In live sound every frequency component constituting that sound reaches your ears at the same time, ie, a linear phase response. For the phase response of the loudspeaker, it is sufficient that it be identical to that of an electronic filter in that it should be minimum-phase; ie, having the appropriate relationship to the amplitude response so that flattening the latter flattens the former. For optimum amplitude stereo imaging, the loudspeaker must approximate either a point- or a line-source across the whole audio band.

Finally, measurements of the dynamics of live orchestral sound suggest that a peak spl capability of 115–120dB, unweighted, would suffice. Regarding non-linearity, let's specify under 1% THD and IMD across the audio band at 96dB average levels.

There isn't a speaker yet designed that comes anywhere near these specifications!

But don't despair. By choosing a set of reasonable compromises, a talented designer can end up with a loudspeaker that satisfies musically on an individual basis.

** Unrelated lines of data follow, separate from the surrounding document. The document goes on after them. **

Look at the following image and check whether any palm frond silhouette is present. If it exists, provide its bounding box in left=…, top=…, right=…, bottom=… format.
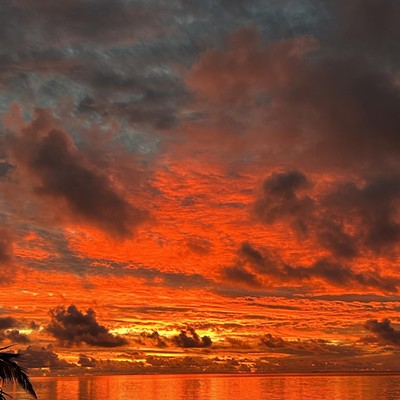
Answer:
left=0, top=346, right=37, bottom=400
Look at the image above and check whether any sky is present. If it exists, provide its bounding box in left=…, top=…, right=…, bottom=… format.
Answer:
left=0, top=0, right=400, bottom=374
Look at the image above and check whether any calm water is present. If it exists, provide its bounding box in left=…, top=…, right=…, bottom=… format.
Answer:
left=6, top=375, right=400, bottom=400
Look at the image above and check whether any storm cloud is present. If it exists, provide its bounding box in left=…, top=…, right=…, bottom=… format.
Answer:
left=364, top=318, right=400, bottom=346
left=46, top=305, right=128, bottom=347
left=12, top=111, right=147, bottom=238
left=172, top=326, right=212, bottom=348
left=222, top=242, right=400, bottom=292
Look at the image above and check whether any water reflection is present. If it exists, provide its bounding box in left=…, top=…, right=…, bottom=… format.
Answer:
left=6, top=375, right=400, bottom=400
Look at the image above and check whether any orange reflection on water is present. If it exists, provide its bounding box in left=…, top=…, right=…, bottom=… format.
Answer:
left=6, top=375, right=400, bottom=400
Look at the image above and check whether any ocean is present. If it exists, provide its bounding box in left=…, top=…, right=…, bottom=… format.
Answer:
left=4, top=375, right=400, bottom=400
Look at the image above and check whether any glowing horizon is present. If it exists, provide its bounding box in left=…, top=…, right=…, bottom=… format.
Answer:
left=0, top=0, right=400, bottom=374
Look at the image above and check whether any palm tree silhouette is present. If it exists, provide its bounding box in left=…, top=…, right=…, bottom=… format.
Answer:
left=0, top=346, right=37, bottom=400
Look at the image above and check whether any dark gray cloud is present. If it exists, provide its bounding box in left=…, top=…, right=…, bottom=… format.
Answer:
left=223, top=242, right=400, bottom=292
left=255, top=171, right=313, bottom=229
left=12, top=112, right=147, bottom=238
left=260, top=333, right=286, bottom=349
left=364, top=318, right=400, bottom=346
left=254, top=172, right=400, bottom=259
left=222, top=265, right=261, bottom=287
left=0, top=329, right=31, bottom=344
left=0, top=317, right=18, bottom=329
left=0, top=227, right=17, bottom=285
left=78, top=354, right=96, bottom=368
left=18, top=345, right=74, bottom=370
left=46, top=305, right=128, bottom=347
left=138, top=331, right=168, bottom=349
left=172, top=326, right=212, bottom=348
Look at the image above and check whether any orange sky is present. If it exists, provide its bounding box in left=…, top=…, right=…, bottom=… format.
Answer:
left=0, top=0, right=400, bottom=374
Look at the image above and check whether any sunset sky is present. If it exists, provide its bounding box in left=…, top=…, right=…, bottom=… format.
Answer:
left=0, top=0, right=400, bottom=374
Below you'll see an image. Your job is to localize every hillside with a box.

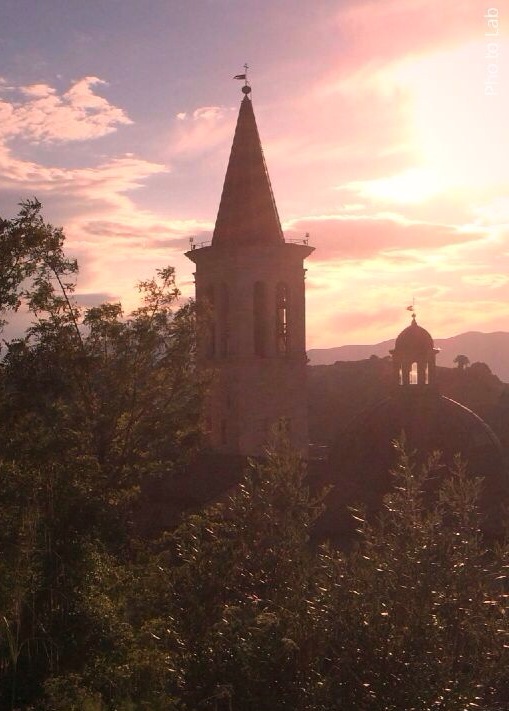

[308,331,509,382]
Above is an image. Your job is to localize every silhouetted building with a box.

[322,315,509,535]
[186,83,313,455]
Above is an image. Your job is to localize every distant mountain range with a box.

[308,331,509,382]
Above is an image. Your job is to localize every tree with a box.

[0,199,78,332]
[0,202,204,707]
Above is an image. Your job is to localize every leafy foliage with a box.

[0,204,509,711]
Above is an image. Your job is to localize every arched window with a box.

[276,282,290,355]
[205,284,216,358]
[219,283,230,358]
[253,281,267,358]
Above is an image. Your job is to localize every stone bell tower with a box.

[186,75,313,455]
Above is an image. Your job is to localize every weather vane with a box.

[233,64,251,94]
[406,296,415,321]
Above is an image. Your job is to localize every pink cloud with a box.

[169,106,237,157]
[0,77,132,143]
[287,215,486,261]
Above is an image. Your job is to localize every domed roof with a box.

[324,390,509,531]
[394,314,434,353]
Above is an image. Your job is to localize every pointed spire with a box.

[212,92,284,246]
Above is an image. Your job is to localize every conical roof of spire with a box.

[212,92,284,247]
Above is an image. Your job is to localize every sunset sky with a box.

[0,0,509,348]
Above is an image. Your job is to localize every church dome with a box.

[394,314,435,353]
[322,388,509,534]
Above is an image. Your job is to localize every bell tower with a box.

[186,75,313,456]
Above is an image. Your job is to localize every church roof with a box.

[212,87,284,247]
[392,314,434,353]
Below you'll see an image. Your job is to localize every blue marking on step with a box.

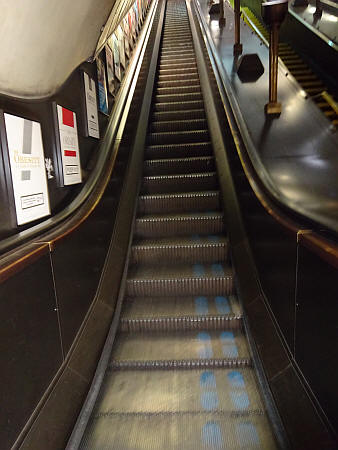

[220,331,238,358]
[191,234,201,242]
[208,234,220,243]
[227,370,245,389]
[197,331,213,359]
[215,296,231,314]
[211,264,224,277]
[220,331,235,344]
[230,391,250,410]
[236,421,261,449]
[222,344,238,358]
[201,391,218,411]
[192,264,205,277]
[202,422,224,449]
[195,297,209,316]
[200,371,216,389]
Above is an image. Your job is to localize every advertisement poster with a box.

[123,17,130,58]
[105,45,115,95]
[4,113,50,225]
[116,25,126,69]
[111,33,121,81]
[96,58,108,114]
[57,105,82,186]
[133,2,139,34]
[128,11,135,48]
[83,72,100,139]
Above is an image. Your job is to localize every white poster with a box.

[57,105,82,186]
[4,113,50,225]
[83,72,100,139]
[110,33,121,81]
[116,25,126,69]
[105,45,115,95]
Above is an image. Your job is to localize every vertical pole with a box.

[218,0,225,27]
[234,0,243,55]
[265,22,282,114]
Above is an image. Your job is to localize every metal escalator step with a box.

[138,191,220,214]
[156,83,201,95]
[157,77,200,89]
[152,109,205,122]
[160,50,196,63]
[154,99,204,112]
[126,263,233,296]
[143,156,215,175]
[112,330,247,360]
[135,212,224,238]
[159,65,197,77]
[150,118,208,133]
[141,172,218,194]
[80,410,277,450]
[145,142,212,159]
[161,41,193,50]
[147,129,210,145]
[121,295,242,320]
[159,58,197,73]
[158,71,198,81]
[119,316,242,333]
[155,90,203,103]
[131,235,228,264]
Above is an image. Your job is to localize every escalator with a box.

[73,0,278,450]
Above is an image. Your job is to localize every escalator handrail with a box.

[193,0,338,268]
[0,0,158,283]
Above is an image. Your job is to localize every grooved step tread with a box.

[121,295,242,319]
[112,330,250,361]
[126,263,233,296]
[131,235,228,264]
[138,191,220,214]
[135,212,224,237]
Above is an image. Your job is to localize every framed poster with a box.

[111,33,121,81]
[96,58,108,115]
[123,17,130,58]
[83,72,100,139]
[128,11,134,48]
[4,113,50,225]
[105,44,115,95]
[56,105,82,186]
[116,25,126,69]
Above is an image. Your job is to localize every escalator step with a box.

[131,235,228,264]
[126,263,233,297]
[155,91,203,103]
[112,330,247,360]
[148,129,210,145]
[156,83,201,95]
[121,295,242,319]
[154,99,204,112]
[81,412,277,450]
[145,142,212,159]
[138,191,220,214]
[119,315,242,333]
[135,212,224,238]
[152,109,205,122]
[150,118,207,133]
[141,172,218,194]
[143,156,215,175]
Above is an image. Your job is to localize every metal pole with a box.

[218,0,225,27]
[265,22,282,114]
[234,0,243,55]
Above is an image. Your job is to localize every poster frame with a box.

[0,109,50,228]
[78,69,101,139]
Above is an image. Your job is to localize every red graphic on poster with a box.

[65,150,76,158]
[62,108,74,128]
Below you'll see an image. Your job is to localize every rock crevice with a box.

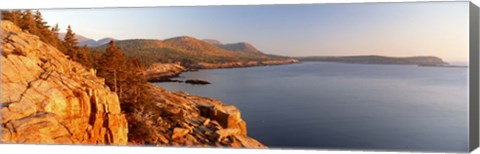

[0,21,128,145]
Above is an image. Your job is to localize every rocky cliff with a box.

[1,21,128,145]
[127,84,266,148]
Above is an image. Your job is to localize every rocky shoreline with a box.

[127,84,266,148]
[0,21,266,148]
[144,59,300,84]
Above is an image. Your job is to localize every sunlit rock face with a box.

[1,21,128,145]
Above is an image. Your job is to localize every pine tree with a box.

[63,25,78,60]
[97,40,125,97]
[19,10,38,34]
[77,45,93,68]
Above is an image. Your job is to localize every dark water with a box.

[158,62,468,152]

The user just mustn't forget that every area of reproduction has necessarily had to be compromised somewhat in order for the listener to be able to afford to buy something other than a Wilson WAMM or Infinity IRS V.

With a loudspeaker intended to sell for under $1000/pair, the compromises are of necessity greater than usual and it takes a designer of genius to provide a model offering an all-round musical performance in this price range (footnote 1).

This short article was published in January 1989. Later that year I started using DR Labs' MLSSA system to measure loudpeakers, which I discussed in a February 1990 article. I have been using MLSSA ever since, the result being a unique archive of more than 900 loudspeaker reviews where the measurements are presented in a consistent format. An article comparing the measured frequency responses for the first two years in which I used MLSSA can be found here and "Getting the Best From Your Loudspeakers," an article on loudspeaker set-up, here.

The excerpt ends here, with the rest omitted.